Михаил у Муратовой имеет «незапоминающееся» лицо потому, что к нему не приклеивается имя, слово, ярлык. Соответственно, оно выпадает из области понимания и памяти и из области репрезентации. Парадокс фильма заключается в том, что Люба неожиданно обнаруживает: любовь лежит не в области предустановленных словесных структур, ярлыков, ordo amoris, но в области аморфного и неназываемого, то есть такого, которого, по существу, нет для нашего сознания. А если посмотреть на эту ситуацию шире, то любовь оказывается не в области имен, а в области того реального, что избегает называния, не поддается ему в силу своей реальности и уникальности. Но это значит, что подлинность любви (а не словесных деклараций и риторики) буквально относится к области присутствия, которого нет, она связана с присутствующим отсутствующим человеком, парадоксальным существом, каким и является Михаил.

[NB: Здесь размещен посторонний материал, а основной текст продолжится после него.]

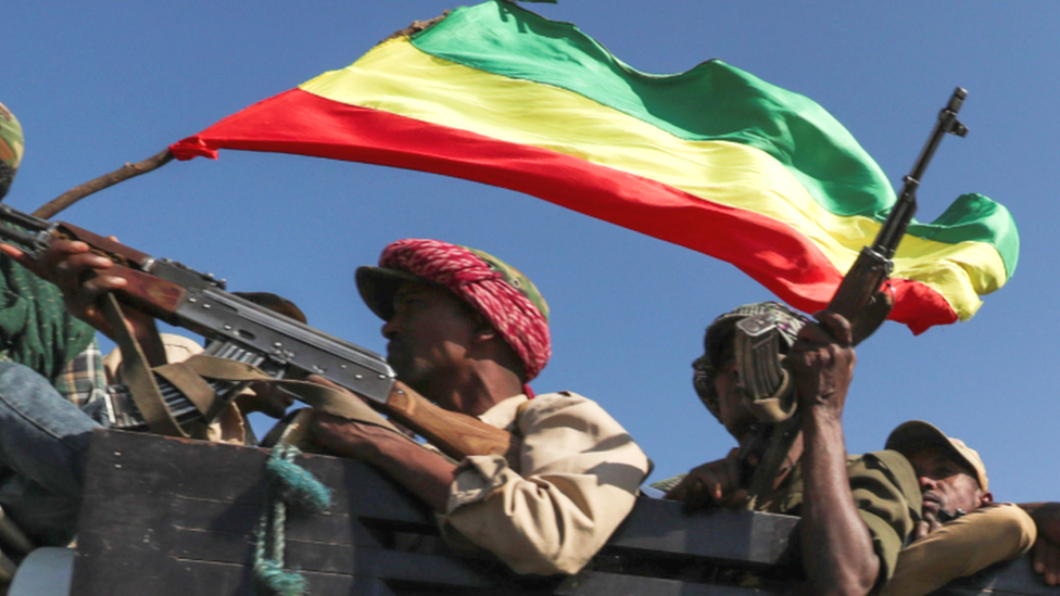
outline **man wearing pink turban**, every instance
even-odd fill
[[[454,462],[386,424],[317,413],[314,440],[369,461],[441,516],[443,534],[493,551],[519,573],[575,573],[633,507],[651,462],[595,402],[534,396],[527,383],[552,353],[548,307],[522,274],[437,240],[387,246],[357,270],[361,295],[386,324],[387,359],[439,406],[515,433],[518,464]]]

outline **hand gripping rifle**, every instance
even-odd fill
[[[957,112],[967,96],[968,92],[958,87],[939,112],[928,143],[912,172],[903,180],[898,200],[875,241],[861,249],[829,302],[829,310],[850,321],[854,345],[871,335],[894,305],[894,296],[883,288],[894,265],[892,257],[917,212],[917,188],[938,143],[946,134],[958,137],[968,134],[968,128],[957,119]],[[740,453],[745,479],[749,479],[748,508],[755,508],[771,493],[802,456],[794,382],[780,355],[780,332],[775,324],[772,314],[756,315],[737,322],[735,329],[733,350],[744,396],[752,402],[774,405],[771,413],[762,416],[767,419],[756,426],[753,440]],[[750,466],[750,461],[757,466]]]
[[[507,455],[518,445],[508,432],[432,404],[399,381],[379,354],[228,293],[225,281],[211,274],[201,274],[167,258],[154,258],[77,226],[40,219],[2,203],[0,223],[3,224],[0,238],[33,258],[48,250],[53,240],[79,240],[89,244],[93,252],[116,265],[108,275],[128,281],[113,292],[121,303],[211,340],[207,355],[258,367],[277,379],[292,372],[318,375],[364,397],[374,408],[455,459],[467,455]],[[115,332],[121,331],[124,329]],[[161,423],[165,434],[173,434],[165,430],[172,430],[176,423],[209,419],[210,413],[203,410],[218,408],[216,404],[197,408],[179,392],[162,393],[165,411]],[[147,419],[150,426],[150,413],[144,410],[155,406],[141,404],[135,392],[132,397],[136,407],[118,419],[131,417],[141,424]],[[118,426],[135,427],[135,423]],[[152,426],[152,430],[159,429]]]

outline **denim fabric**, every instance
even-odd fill
[[[0,363],[0,506],[38,543],[73,537],[99,426],[34,370]]]

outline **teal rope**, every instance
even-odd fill
[[[287,508],[318,512],[331,505],[330,489],[294,462],[300,453],[293,445],[279,443],[265,464],[265,506],[255,532],[254,580],[257,592],[267,596],[305,594],[305,578],[283,570]]]

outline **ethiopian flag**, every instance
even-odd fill
[[[828,304],[894,189],[820,105],[712,60],[638,72],[568,23],[505,1],[454,11],[171,147],[299,153],[532,194],[729,263],[803,310]],[[1008,211],[960,196],[913,223],[891,318],[970,318],[1015,269]]]

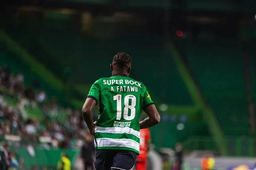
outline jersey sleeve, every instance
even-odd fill
[[[91,98],[95,100],[96,101],[96,105],[97,105],[99,101],[100,94],[100,87],[99,80],[98,80],[91,87],[89,94],[87,96],[87,98]]]
[[[143,97],[143,108],[145,110],[145,109],[151,105],[154,104],[154,102],[151,99],[150,95],[148,94],[148,92],[146,88],[145,88],[144,96]]]

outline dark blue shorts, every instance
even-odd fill
[[[138,154],[127,150],[97,150],[96,170],[135,169]]]

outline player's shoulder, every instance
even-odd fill
[[[134,79],[132,78],[131,78],[130,77],[129,77],[128,78],[130,79],[133,81],[134,82],[138,82],[139,83],[140,83],[140,85],[141,85],[141,87],[143,87],[143,88],[146,88],[146,86],[145,86],[144,84],[142,82],[140,82],[140,81]]]
[[[110,77],[102,77],[97,79],[95,81],[94,83],[101,83],[103,82],[103,80],[109,79]]]

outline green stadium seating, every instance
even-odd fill
[[[224,133],[248,135],[241,46],[228,40],[187,40],[178,42],[178,44]]]
[[[109,76],[113,56],[125,52],[133,59],[131,76],[145,84],[152,99],[167,104],[193,105],[160,36],[144,33],[101,40],[70,30],[68,34],[65,30],[49,31],[46,22],[31,22],[30,27],[8,25],[6,30],[58,77],[64,76],[64,70],[68,66],[68,81],[91,84]]]

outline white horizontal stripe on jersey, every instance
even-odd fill
[[[129,127],[111,127],[102,128],[99,126],[95,127],[95,132],[107,133],[123,133],[131,134],[140,138],[140,132]]]
[[[102,138],[97,138],[96,141],[99,147],[127,147],[140,152],[140,144],[133,140]]]

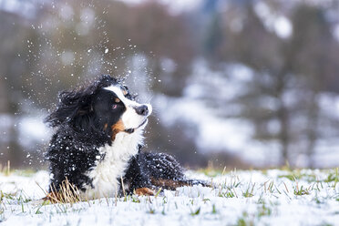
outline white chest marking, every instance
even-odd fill
[[[138,153],[138,145],[142,144],[142,129],[133,134],[118,133],[112,146],[106,145],[99,149],[105,154],[104,160],[87,173],[93,180],[94,188],[87,187],[87,198],[114,197],[120,186],[120,178],[125,175],[130,158]]]

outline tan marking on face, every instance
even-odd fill
[[[118,132],[123,132],[126,129],[125,125],[121,119],[119,119],[116,124],[114,124],[111,127],[111,128],[112,128],[112,140],[116,139],[116,136]]]

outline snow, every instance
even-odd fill
[[[292,22],[286,16],[273,12],[264,2],[256,3],[254,11],[265,27],[274,32],[279,37],[285,39],[293,35]]]
[[[216,187],[182,187],[158,197],[133,195],[43,205],[38,199],[44,197],[41,188],[48,184],[47,172],[29,177],[1,174],[0,221],[2,225],[337,225],[339,221],[339,187],[335,180],[339,180],[335,170],[233,170],[213,178],[195,171],[187,175],[212,180]]]

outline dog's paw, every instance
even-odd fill
[[[154,195],[154,190],[149,188],[139,188],[136,189],[134,191],[137,195]]]

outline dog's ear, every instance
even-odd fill
[[[53,128],[63,123],[81,128],[81,125],[77,124],[93,111],[92,95],[88,89],[62,91],[58,96],[56,109],[46,118],[45,122]]]

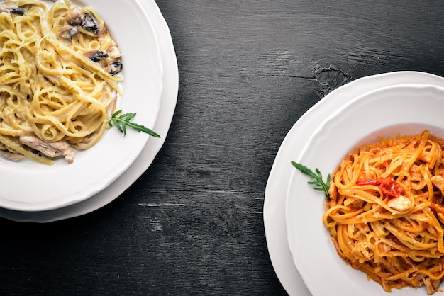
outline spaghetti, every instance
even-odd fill
[[[92,8],[68,0],[50,7],[0,3],[0,48],[2,155],[48,164],[63,155],[72,162],[72,148],[97,142],[121,94],[122,64]]]
[[[428,131],[350,154],[333,176],[323,223],[338,255],[384,290],[444,277],[444,140]]]

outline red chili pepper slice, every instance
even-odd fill
[[[404,193],[404,189],[398,182],[390,178],[379,178],[378,182],[380,183],[379,188],[384,194],[397,198]]]

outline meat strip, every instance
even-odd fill
[[[20,153],[11,152],[8,150],[0,150],[0,155],[13,161],[18,161],[25,158],[25,156]]]
[[[74,161],[74,149],[65,141],[47,142],[35,136],[21,136],[18,140],[23,145],[40,151],[48,157],[63,156],[68,164]]]

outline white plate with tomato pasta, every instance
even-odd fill
[[[0,26],[0,207],[84,200],[162,137],[162,67],[137,1],[6,1]]]
[[[376,89],[333,112],[294,159],[287,238],[312,295],[439,290],[443,108],[444,88]]]

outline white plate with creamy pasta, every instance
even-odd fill
[[[443,77],[418,72],[395,72],[360,78],[340,86],[314,105],[292,127],[276,154],[265,188],[264,227],[274,271],[290,295],[310,296],[288,246],[285,226],[287,188],[294,169],[290,161],[302,151],[320,120],[353,98],[367,91],[400,84],[444,86]]]
[[[52,1],[45,3],[52,7]],[[160,104],[162,67],[149,18],[135,0],[85,0],[82,4],[91,7],[104,21],[121,54],[123,67],[118,75],[121,75],[123,81],[118,82],[118,86],[122,94],[117,96],[115,110],[136,113],[134,123],[152,128]],[[25,9],[25,16],[26,12]],[[67,52],[70,53],[69,50]],[[57,77],[62,80],[62,76]],[[96,75],[94,77],[98,80]],[[107,119],[102,120],[107,123]],[[0,207],[19,211],[42,211],[84,200],[121,176],[138,157],[149,137],[129,127],[123,135],[112,127],[107,128],[91,147],[75,150],[75,158],[71,164],[63,158],[55,159],[52,165],[48,166],[29,159],[13,162],[1,159],[4,186],[0,190]]]
[[[154,130],[162,137],[150,139],[137,159],[120,177],[89,198],[64,207],[41,212],[13,211],[0,208],[0,217],[15,221],[43,223],[89,213],[118,198],[140,176],[154,160],[165,141],[173,118],[177,100],[179,72],[171,34],[158,6],[154,0],[146,0],[141,4],[155,30],[164,70],[162,100],[159,115],[154,126]]]
[[[444,89],[427,85],[397,85],[367,93],[331,114],[292,160],[313,171],[318,169],[325,178],[349,152],[380,137],[413,135],[428,130],[443,137],[443,98]],[[307,184],[309,181],[311,179],[293,169],[285,213],[289,251],[310,292],[316,296],[387,295],[379,283],[367,280],[365,273],[353,269],[338,256],[323,224],[324,195]],[[393,288],[392,292],[427,295],[424,287]]]

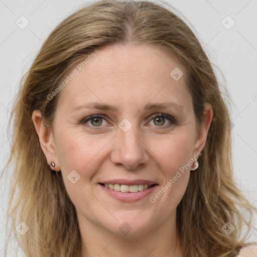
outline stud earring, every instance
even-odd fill
[[[54,170],[54,168],[55,167],[55,163],[54,163],[53,162],[52,162],[50,163],[50,166],[51,167],[51,168],[53,168],[53,169]]]
[[[198,168],[199,163],[198,163],[198,162],[197,162],[197,161],[195,161],[195,162],[194,163],[194,166],[195,166],[194,168],[191,168],[191,171],[194,171],[194,170],[196,170],[196,169],[197,169],[197,168]]]

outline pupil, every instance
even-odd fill
[[[163,120],[162,120],[163,122],[162,122],[162,120],[160,120],[160,119],[163,119]],[[160,123],[160,122],[161,122],[161,125],[163,125],[163,124],[164,124],[164,122],[163,122],[164,118],[162,117],[158,117],[157,118],[156,118],[156,120],[157,120],[157,124],[161,124]]]
[[[99,122],[99,119],[100,119],[100,118],[93,118],[93,120],[93,120],[93,121],[91,122],[91,124],[92,124],[92,125],[94,125],[94,124],[93,124],[93,122],[95,122],[95,120],[96,120],[96,123],[97,123],[98,122]],[[96,124],[96,125],[101,125],[101,123],[102,123],[102,122],[101,122],[101,123],[98,123],[98,124]]]

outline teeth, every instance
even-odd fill
[[[104,184],[104,186],[107,188],[113,189],[115,191],[119,192],[136,193],[139,191],[143,191],[145,189],[147,189],[151,186],[147,184],[129,186],[128,185],[119,185],[118,184]]]

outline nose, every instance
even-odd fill
[[[143,137],[137,135],[133,126],[124,132],[119,127],[113,138],[111,160],[115,165],[124,166],[127,169],[136,169],[146,165],[150,161],[149,148]]]

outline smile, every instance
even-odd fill
[[[98,186],[103,191],[112,198],[118,201],[125,202],[136,202],[145,198],[147,196],[152,194],[155,188],[159,185],[158,184],[147,181],[140,181],[138,184],[132,182],[122,184],[107,183],[99,183]],[[124,183],[124,184],[123,184]],[[127,185],[127,184],[130,184]]]
[[[136,193],[139,191],[141,191],[147,189],[148,188],[153,186],[153,185],[149,185],[147,184],[132,185],[131,186],[128,185],[120,185],[119,184],[104,184],[104,185],[106,188],[109,188],[110,189],[113,189],[113,190],[123,193],[128,192],[130,193]]]

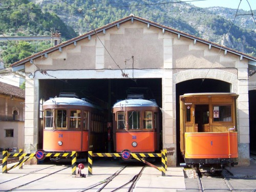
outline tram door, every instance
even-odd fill
[[[208,104],[195,105],[195,129],[196,132],[209,132]]]

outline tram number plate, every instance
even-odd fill
[[[205,163],[209,164],[220,163],[220,160],[219,159],[206,159]]]

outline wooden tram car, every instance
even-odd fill
[[[154,100],[131,98],[116,103],[113,107],[114,151],[159,151],[159,113]]]
[[[180,148],[186,165],[214,172],[238,164],[238,97],[230,93],[180,96]]]
[[[98,107],[77,98],[57,97],[45,101],[43,110],[45,151],[76,151],[84,158],[86,152],[105,146],[106,126]]]

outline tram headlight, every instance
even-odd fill
[[[133,142],[132,143],[132,145],[133,145],[133,146],[134,147],[136,147],[137,146],[137,142],[136,142],[135,141]]]

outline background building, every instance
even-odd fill
[[[0,147],[24,148],[25,91],[0,82]]]

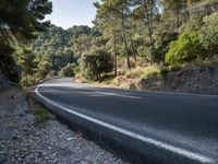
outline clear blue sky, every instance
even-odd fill
[[[63,28],[73,25],[92,26],[96,9],[93,2],[96,0],[50,0],[53,4],[53,12],[47,15],[52,24]]]

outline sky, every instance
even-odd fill
[[[64,30],[73,25],[93,26],[96,9],[93,2],[96,0],[50,0],[53,12],[46,16],[52,24]]]

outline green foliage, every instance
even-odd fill
[[[207,52],[205,58],[208,58],[218,55],[218,13],[204,17],[204,23],[199,31],[201,43]]]
[[[198,32],[189,32],[179,36],[179,39],[170,44],[166,55],[166,62],[174,66],[192,62],[204,55],[199,42]]]
[[[75,65],[68,63],[64,68],[61,69],[60,75],[61,77],[73,78],[75,75],[74,68],[75,68]]]
[[[130,79],[147,79],[150,77],[156,77],[159,74],[159,69],[155,66],[149,66],[146,68],[136,67],[135,69],[129,70],[125,72],[125,77]]]
[[[49,75],[52,70],[52,65],[48,60],[41,60],[37,66],[37,77],[39,79],[45,79]]]
[[[169,50],[169,45],[172,40],[178,38],[175,32],[165,32],[158,35],[153,50],[154,60],[156,62],[165,61],[166,52]]]
[[[44,19],[51,13],[51,7],[48,0],[0,1],[0,70],[11,81],[19,82],[15,45],[26,44],[47,30],[50,23]]]
[[[83,74],[90,80],[99,80],[101,73],[112,70],[112,59],[110,54],[104,49],[95,49],[90,54],[84,54],[81,62]]]

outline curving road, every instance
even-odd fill
[[[218,163],[218,96],[97,87],[71,79],[49,80],[35,93],[59,115],[99,128],[153,162]]]

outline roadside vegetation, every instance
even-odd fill
[[[37,11],[41,20],[51,12],[51,4],[38,1],[45,8]],[[147,79],[190,66],[218,63],[217,0],[104,0],[94,5],[97,9],[94,27],[62,30],[40,21],[41,28],[32,30],[33,23],[24,22],[21,27],[26,33],[19,28],[16,32],[31,39],[29,44],[23,44],[4,19],[9,28],[2,28],[0,34],[8,42],[1,45],[5,48],[0,49],[3,57],[0,69],[13,79],[10,70],[17,63],[22,68],[21,83],[29,86],[57,75],[110,84],[119,77]],[[20,14],[19,11],[13,14]],[[15,44],[10,44],[12,39],[3,35],[9,31]]]

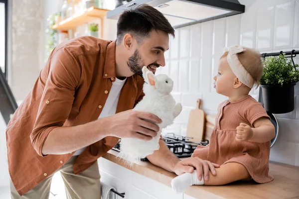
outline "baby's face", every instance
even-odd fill
[[[214,88],[219,94],[229,97],[234,90],[234,79],[236,76],[230,68],[226,57],[219,61],[218,74],[214,77]]]

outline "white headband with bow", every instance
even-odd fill
[[[246,49],[238,45],[224,48],[223,53],[228,52],[227,62],[233,73],[243,84],[252,89],[254,85],[254,79],[242,65],[237,54],[245,51]]]

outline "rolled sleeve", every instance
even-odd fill
[[[30,135],[34,149],[41,156],[45,156],[41,151],[49,133],[62,126],[69,117],[81,75],[79,62],[67,47],[53,53],[46,68],[48,75]]]

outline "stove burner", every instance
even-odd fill
[[[206,146],[209,144],[209,140],[203,140],[201,142],[195,142],[189,141],[192,137],[185,137],[174,133],[167,133],[162,136],[163,140],[169,150],[179,158],[191,157],[194,150],[198,145]],[[112,148],[113,150],[120,152],[119,142]],[[147,158],[143,161],[148,161]]]

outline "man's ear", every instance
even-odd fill
[[[234,79],[234,88],[237,89],[241,87],[242,84],[243,83],[241,82],[237,77],[235,78]]]
[[[124,36],[124,46],[127,50],[130,50],[133,43],[133,37],[131,34],[126,34]]]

То, что любовь не структурирует мир, а наоборот — уничтожает соотнесенность с объектом[79], особенно подчеркивается в фильме, в одном из самых странных, удивительных и принципиальных для его смысла эпизодов. Он происходит ночью в пустом, никак не структурированном пространстве. Эпизод начинается с того, что фары Мишиного грузовика высвечивают Любу у стенки ее вагончика, как театральные софиты. Свет фар то гаснет, то вспыхивает вновь. После этого мы видим Любу, которая, полуослепленная, начинает идти на свет фар. Она идет, закрыв глаза и выставив вперед руки, как слепая. И это слепое движение в ночи на свет повторяется Муратовой пять раз, что придает ему характер какого-то абстрактного, вечного движения без ориентиров. Весь эпизод разыгран при свете автомобильных фар, которые как будто выполняют роль театральных софитов. Но в действительности их функция обратна театральной. Не лучи фар фиксируют в неком месте, на площадке, персонажей какой-то пьесы. Скорее, они служат путеводными, ослепляющими огнями, на которые бредут люди. Муратова монтажно ассоциирует это движение с движением бабочек на огонь сжигающего их фонаря. Свет в данном случае не фиксирует объект, но приводит его в движение, дестабилизирует и ослепляет. Это театр в его абсолютно инвертированном, радикально измененном обличии.
Эпизод, таким образом, вводится слепым движением без ориентира. Люба садится в Мишин грузовик, и они уезжают в ночь. Люба по Мишиной просьбе повторяет ему слова приветствия молодоженам с комсомольской свадьбы. Сначала она говорит, что забыла свой монолог, но потом все-таки воспроизводит его:
…главное — это счастье, его на заводах не делают, даже на самых лучших конвейерах. Если уж случилось тебе счастье полюбить, то ничего, кроме этого, не надо, потому что люди лучшего не придумали. Я вам желаю счастья и настоящей любви.
Это чтение прерывается голосом из темноты: «Добрый вечер», и мы обнаруживаем в этой черной степи Людмилу Гурченко, чей портрет несколько раньше был виден у местного дома культуры. Этот портрет врывается в неоформленное пространство фильма как знак чего-то чужеродного, как призрак профессионального театра, недоступного любительским представлениям персонажей фильма. Этот портрет — воплощение формы, имеющей имя, объект любовной идентификации для многих поклонников и киноманов.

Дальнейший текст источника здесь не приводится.